Kurz vor Redaktionsschluß erreichte uns eine Nachricht, die in der ZEIT tiefste Betroffenheit auslöste: Ernst Gadermann ist tot. Den Älteren von uns war er der beste Freund und der beste Arzt. Und keiner, den ich kannte, wußte wie er beides, Freund-Sein und Arzt-Sein, so zu verbinden: wie es die Geschichten von jenen Landärzten erzählen, die einst die Beichtväter des ganzen Dorfes waren.

Irgendwo im Grunde seines Herzens war er das auch, ein Landarzt und Beichtvater.
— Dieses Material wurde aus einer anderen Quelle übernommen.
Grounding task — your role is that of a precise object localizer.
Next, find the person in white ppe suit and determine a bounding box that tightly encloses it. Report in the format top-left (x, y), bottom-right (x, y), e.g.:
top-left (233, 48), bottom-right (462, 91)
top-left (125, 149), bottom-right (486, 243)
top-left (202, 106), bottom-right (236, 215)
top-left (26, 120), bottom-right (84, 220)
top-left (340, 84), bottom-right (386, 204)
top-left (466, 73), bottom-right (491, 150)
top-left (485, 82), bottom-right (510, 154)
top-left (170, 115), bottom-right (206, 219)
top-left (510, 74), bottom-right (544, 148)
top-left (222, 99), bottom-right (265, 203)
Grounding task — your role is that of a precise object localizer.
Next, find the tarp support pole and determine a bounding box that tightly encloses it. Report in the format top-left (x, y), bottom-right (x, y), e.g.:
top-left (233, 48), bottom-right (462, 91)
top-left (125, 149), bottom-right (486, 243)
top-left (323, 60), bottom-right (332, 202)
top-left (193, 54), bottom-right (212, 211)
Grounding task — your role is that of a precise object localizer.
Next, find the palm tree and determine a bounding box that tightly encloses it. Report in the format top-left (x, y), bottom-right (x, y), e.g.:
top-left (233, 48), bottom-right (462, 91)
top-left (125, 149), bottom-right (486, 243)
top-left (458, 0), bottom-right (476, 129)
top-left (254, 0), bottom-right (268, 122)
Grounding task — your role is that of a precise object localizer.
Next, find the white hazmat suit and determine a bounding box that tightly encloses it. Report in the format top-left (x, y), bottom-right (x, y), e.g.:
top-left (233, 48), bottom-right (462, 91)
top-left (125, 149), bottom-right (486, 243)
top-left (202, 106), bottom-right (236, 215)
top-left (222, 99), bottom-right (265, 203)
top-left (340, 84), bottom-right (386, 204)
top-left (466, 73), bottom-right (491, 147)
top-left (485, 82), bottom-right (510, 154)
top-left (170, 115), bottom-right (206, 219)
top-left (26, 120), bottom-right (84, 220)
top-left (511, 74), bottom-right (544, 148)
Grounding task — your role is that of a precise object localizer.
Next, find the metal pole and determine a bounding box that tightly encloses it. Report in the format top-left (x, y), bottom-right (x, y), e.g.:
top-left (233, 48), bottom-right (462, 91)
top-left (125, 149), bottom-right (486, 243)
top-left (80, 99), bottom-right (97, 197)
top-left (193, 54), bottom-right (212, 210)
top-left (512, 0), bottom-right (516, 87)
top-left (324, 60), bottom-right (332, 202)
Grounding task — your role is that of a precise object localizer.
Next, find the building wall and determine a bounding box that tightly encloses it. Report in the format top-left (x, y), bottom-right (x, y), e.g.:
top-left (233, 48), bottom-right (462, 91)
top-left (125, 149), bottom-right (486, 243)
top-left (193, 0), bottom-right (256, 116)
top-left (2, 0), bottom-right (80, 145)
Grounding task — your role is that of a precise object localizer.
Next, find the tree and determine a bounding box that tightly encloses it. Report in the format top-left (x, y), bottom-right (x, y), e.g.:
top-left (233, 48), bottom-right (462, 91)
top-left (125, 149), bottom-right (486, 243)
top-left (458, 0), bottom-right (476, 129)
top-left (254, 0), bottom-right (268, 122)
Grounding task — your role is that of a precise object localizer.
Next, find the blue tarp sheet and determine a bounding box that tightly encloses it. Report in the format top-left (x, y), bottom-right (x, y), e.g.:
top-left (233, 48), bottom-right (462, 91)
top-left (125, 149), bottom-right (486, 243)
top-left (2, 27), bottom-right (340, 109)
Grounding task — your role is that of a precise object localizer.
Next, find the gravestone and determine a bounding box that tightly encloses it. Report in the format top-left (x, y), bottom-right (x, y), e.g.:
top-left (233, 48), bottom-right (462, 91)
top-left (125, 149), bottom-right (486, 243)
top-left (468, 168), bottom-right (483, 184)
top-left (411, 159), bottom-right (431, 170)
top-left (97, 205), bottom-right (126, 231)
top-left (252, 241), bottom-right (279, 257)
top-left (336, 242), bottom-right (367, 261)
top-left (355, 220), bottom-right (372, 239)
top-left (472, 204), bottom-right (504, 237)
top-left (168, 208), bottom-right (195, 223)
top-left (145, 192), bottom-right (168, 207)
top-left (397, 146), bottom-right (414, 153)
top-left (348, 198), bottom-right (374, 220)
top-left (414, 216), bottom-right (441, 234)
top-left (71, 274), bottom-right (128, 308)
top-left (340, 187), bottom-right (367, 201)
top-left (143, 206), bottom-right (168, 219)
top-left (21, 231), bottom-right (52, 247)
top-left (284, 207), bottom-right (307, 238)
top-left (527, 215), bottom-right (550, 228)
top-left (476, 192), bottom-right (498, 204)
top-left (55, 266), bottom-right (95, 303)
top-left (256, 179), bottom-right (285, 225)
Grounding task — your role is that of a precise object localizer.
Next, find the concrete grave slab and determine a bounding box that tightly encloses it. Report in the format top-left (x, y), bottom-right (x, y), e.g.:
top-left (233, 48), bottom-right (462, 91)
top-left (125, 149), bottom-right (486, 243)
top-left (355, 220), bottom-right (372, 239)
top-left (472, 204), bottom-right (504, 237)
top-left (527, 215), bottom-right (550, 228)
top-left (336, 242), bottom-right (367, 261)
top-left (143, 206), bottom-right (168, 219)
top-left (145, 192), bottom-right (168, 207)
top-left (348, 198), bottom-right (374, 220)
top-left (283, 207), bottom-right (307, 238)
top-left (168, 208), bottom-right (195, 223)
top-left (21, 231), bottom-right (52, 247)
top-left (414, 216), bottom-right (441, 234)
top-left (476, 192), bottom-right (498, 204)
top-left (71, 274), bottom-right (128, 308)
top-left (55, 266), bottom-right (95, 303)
Dort, wo Frankreich noch ganz ländlich ist, fühlte er sich am wohlsten. Aber er wußte, daß die Zeit der Landärzte vorbei ist. Über seine Patienten sammelte er zunächst alle Befunde, die modernste medizinische Technologie liefern kann. Dann erst trat er selber in Erscheinung, freundschaftlich mahnend: Kein Whisky vor dem Abendessen. Wenn du das Rauchen nicht aufgeben willst, schränke es doch ein bißchen ein. Laß dich nicht verrückt machen, brenn mal ein bißchen auf Sparflamme, dann kannst du noch lange leben... Manchmal sagte er so etwas ganz fröhlich, manchmal auch sehr ernst. Er verfügte über ein breites Register.

Berufenere werden Professor Gadermanns Verdienste als medizinischer Erforscher des menschlichen Blutkreislaufs und seiner empfindlichsten Stelle, des Herzens, zu würdigen haben. Andere werden auch ein stärker in die Details gehendes Bild zeichnen können von diesem wahrhaft großen Menschen, den wir nun entbehren müssen. Einem weiteren Kreis wurde er vor allem bekannt als leitender Arzt der Olympischen Spiele in München, wo die Betreuung der Athleten verbunden wurde mit Forschungsprojekten: Wie verhält sich der menschliche Lebensrhythmus, Atmung und Puls, unter der starken Belastung, der ein Leistungssportler ausgesetzt ist?

Am Montag vormittag fuhr Ernst Gadermann, wie immer, zur Vorlesung. Auf dem Wege von seinem Auto zum Hörsaal brach er tot zusammen: Das Herz des Herz-Spezialisten, der sich so gut mit anderer Leute Herzen auskannte und sich um sein eigenes Herz vielleicht doch zu wenig kümmerte, hatte versagt.

Ein schöner Tod? Kein Tod ist schön.